Über ihre Adaptionen schreibt Nora auf ihrer Homepage folgendes zum Inhalt:

Welche Arten der dunklen Fantastik – ob Dark Fantasy, Horror oder Geistergeschichte – und welcher Teil Europas variieren dabei von Geschichte zu Geschichte. Zwischen Herrschafts- und Religionskriegen, Pestwellen und Hexenverfolgung kämpfen dabei die unterschiedlichsten Charaktere, von der Bettlerin bis zum König, um Verstand und Überleben.
Ich finde, dass diese Beschreibung nicht nur super passend ist, sondern sie macht für mich auch den Reiz dieser Galgemärchen aus.
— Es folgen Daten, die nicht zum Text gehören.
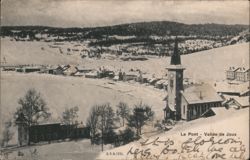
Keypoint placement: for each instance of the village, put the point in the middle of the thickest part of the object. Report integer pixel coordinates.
(202, 100)
(139, 80)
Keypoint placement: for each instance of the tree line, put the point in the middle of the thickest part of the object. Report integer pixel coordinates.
(107, 125)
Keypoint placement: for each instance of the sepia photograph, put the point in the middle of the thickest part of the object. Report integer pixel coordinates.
(124, 80)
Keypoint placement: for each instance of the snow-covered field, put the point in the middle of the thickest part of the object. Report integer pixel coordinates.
(72, 150)
(60, 92)
(205, 65)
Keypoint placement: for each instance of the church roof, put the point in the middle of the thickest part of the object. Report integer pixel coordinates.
(201, 93)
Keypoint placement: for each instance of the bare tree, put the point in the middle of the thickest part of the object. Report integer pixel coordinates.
(70, 115)
(123, 111)
(101, 119)
(32, 107)
(92, 122)
(7, 134)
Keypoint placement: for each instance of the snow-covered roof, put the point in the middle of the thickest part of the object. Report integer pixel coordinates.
(201, 93)
(233, 69)
(243, 101)
(242, 69)
(217, 111)
(225, 87)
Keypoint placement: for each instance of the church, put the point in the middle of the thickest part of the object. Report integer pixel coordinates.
(189, 103)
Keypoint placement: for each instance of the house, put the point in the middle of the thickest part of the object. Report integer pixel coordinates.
(189, 103)
(233, 89)
(215, 111)
(242, 74)
(160, 84)
(31, 69)
(83, 69)
(93, 74)
(197, 99)
(69, 70)
(230, 73)
(130, 76)
(238, 102)
(152, 81)
(9, 68)
(79, 74)
(22, 127)
(58, 70)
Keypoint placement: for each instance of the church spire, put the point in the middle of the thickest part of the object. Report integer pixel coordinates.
(175, 58)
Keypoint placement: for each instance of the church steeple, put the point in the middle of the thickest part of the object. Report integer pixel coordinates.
(175, 58)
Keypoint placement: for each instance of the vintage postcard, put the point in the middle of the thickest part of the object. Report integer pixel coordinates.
(124, 80)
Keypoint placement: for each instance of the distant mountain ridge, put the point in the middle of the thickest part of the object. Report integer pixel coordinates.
(159, 28)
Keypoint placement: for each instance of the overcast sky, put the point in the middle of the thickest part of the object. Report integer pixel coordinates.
(86, 13)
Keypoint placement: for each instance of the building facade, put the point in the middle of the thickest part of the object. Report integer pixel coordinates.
(230, 73)
(242, 74)
(189, 103)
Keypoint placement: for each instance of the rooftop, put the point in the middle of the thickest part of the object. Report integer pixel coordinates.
(201, 93)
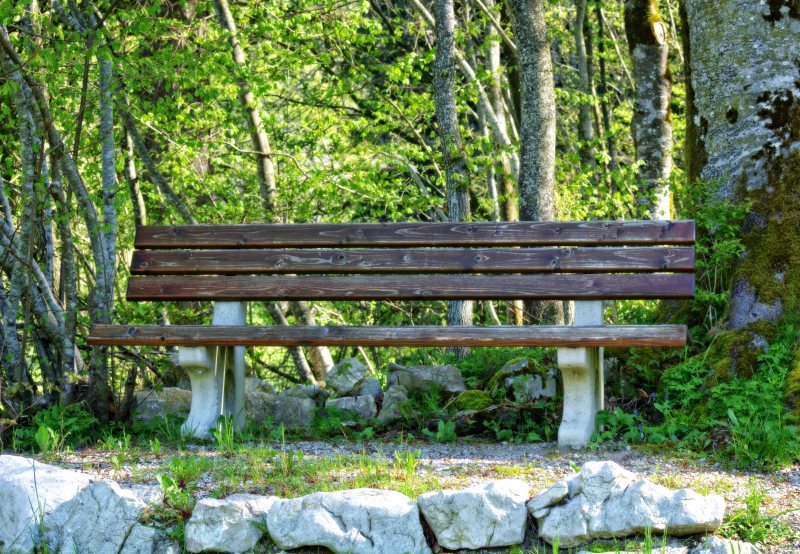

Übrigens sind die Märchen Einzelbände und können unabhängig voneinander gelesen werden. Aber jetzt stelle ich euch die drei Galgenmärchen anhand ihrer Klappentexte vor. Und wer dann noch Lust hat, kann sich meine Rezensionen dazu durchlesen.

Wolfssucht - eine Novelle

Irina musste als Kind mit ansehen, wie ihre Schwester Leonore ermordet wurde. Nur weil Skandar, der Sohn des Jägers, sie beschützte, ist Irina noch am Leben. Selbst als Erwachsene verfolgen sie die Bilder des brutalen Mordes. In ihrem Dorf fühlt sie sich ausgestoßen. Hinter ihrem Rücken nennt man sie verflucht. Allein Skandar will Irina für sich gewinnen. Als er sein Ziel nicht erreicht, schlägt seine Zuneigung in Gewalt um. Irina muss fliehen. Doch »es« lauert immer noch da draußen. Im finsteren Wald. Leonores Mörder hat Irina nicht vergessen. Ihre erneute Begegnung setzt blutige Ereignisse in Gang, die das ganze Dorf ins Verderben zu reißen drohen …
Eine dunkelfantastische Novelle zur Zeit des 30-jährigen Krieges, angelehnt an das bekannte Märchen der Brüder Grimm: »Rotkäppchen«.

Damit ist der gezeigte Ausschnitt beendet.